Existing contextual dueling bandit models struggle to capture users’ preference comparisons based on historical consumption records, resulting in low-quality implicit feedback and limited learning efficiency. To address this, we propose a novel contextual dual-bandit framework that enables direct comparison between the current recommendation and previously consumed items, yielding high-information, zero-regret preference signals. To handle temporal dependencies in historical data, we integrate matrix concentration analysis with a brief randomized exploration strategy. Theoretically, our method achieves an $O(sqrt{T})$ regret bound. Empirical evaluations demonstrate that reusing historical items significantly reduces cumulative regret compared to baselines that only compare concurrently recommended items. Our key contribution is the first systematic incorporation of historical consumption items into the dueling query mechanism, substantially improving the reliability of implicit preference modeling and sample efficiency.

The contextual duelling bandit problem models adaptive recommender systems, where the algorithm presents a set of items to the user, and the user's choice reveals their preference.
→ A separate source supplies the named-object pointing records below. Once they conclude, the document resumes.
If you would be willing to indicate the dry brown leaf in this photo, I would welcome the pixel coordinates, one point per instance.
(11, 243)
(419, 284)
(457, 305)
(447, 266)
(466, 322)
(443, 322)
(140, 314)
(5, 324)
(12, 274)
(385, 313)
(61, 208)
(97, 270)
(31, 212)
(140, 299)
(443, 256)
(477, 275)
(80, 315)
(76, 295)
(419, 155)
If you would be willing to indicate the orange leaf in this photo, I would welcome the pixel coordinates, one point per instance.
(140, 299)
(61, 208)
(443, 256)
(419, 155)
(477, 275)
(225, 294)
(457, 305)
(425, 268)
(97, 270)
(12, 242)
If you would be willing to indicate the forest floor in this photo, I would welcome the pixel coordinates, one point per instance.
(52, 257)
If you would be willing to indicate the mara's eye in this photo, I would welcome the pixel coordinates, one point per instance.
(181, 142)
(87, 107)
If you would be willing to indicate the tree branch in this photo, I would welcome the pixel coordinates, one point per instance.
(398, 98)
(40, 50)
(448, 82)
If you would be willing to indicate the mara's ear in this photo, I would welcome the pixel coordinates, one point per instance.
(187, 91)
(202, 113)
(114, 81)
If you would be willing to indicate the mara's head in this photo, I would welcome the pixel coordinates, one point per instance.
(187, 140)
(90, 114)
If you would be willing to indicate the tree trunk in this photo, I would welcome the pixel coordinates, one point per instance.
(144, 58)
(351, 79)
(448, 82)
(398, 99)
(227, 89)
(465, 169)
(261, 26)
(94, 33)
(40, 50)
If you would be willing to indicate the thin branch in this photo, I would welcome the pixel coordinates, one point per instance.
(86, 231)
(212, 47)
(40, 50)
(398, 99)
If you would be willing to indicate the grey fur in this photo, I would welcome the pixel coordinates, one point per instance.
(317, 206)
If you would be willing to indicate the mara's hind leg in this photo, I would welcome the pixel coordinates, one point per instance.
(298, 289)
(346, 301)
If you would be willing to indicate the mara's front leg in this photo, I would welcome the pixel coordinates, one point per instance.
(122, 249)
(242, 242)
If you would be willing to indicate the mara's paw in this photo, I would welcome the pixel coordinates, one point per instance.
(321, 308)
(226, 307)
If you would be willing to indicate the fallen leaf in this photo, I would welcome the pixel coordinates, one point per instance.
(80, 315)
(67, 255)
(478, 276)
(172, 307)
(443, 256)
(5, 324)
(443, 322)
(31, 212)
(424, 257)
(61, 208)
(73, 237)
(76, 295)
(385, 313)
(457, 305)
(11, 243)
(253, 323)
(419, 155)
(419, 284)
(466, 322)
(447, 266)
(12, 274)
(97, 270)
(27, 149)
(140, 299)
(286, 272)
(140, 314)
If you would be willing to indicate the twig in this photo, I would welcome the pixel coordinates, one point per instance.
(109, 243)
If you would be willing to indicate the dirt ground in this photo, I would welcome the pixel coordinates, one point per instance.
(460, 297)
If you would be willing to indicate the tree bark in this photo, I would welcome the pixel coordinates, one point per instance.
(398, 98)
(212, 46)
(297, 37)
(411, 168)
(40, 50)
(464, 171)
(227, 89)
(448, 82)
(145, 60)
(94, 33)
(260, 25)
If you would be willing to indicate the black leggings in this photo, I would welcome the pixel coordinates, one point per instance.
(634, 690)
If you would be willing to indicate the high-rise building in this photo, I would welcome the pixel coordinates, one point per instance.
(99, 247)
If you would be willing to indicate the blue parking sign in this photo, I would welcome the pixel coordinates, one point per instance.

This setup is well suited for implicit choices users make when navigating a content platform, but does not capture other possible comparison queries. Motivated by the fact that users provide more reliable feedback after consuming items, we propose a new bandit model that can be described as follows. The algorithm recommends one item per time step; after consuming that item, the user is asked to compare it with another item chosen from the user's consumption history. Importantly, in our model, this comparison item can be chosen without incurring any additional regret, potentially leading to better performance. However, the regret analysis is challenging because of the temporal dependency in the user's history. To overcome this challenge, we first show that the algorithm can construct informative queries provided the history is rich, i.e., satisfies a certain diversity condition. We then show that a short initial random exploration phase is sufficient for the algorithm to accumulate a rich history with high probability. This result, proven via matrix concentration bounds, yields $O(sqrt{T})$ regret guarantees. Additionally, our simulations show that reusing past items for comparisons can lead to significantly lower regret than only comparing between simultaneously recommended items.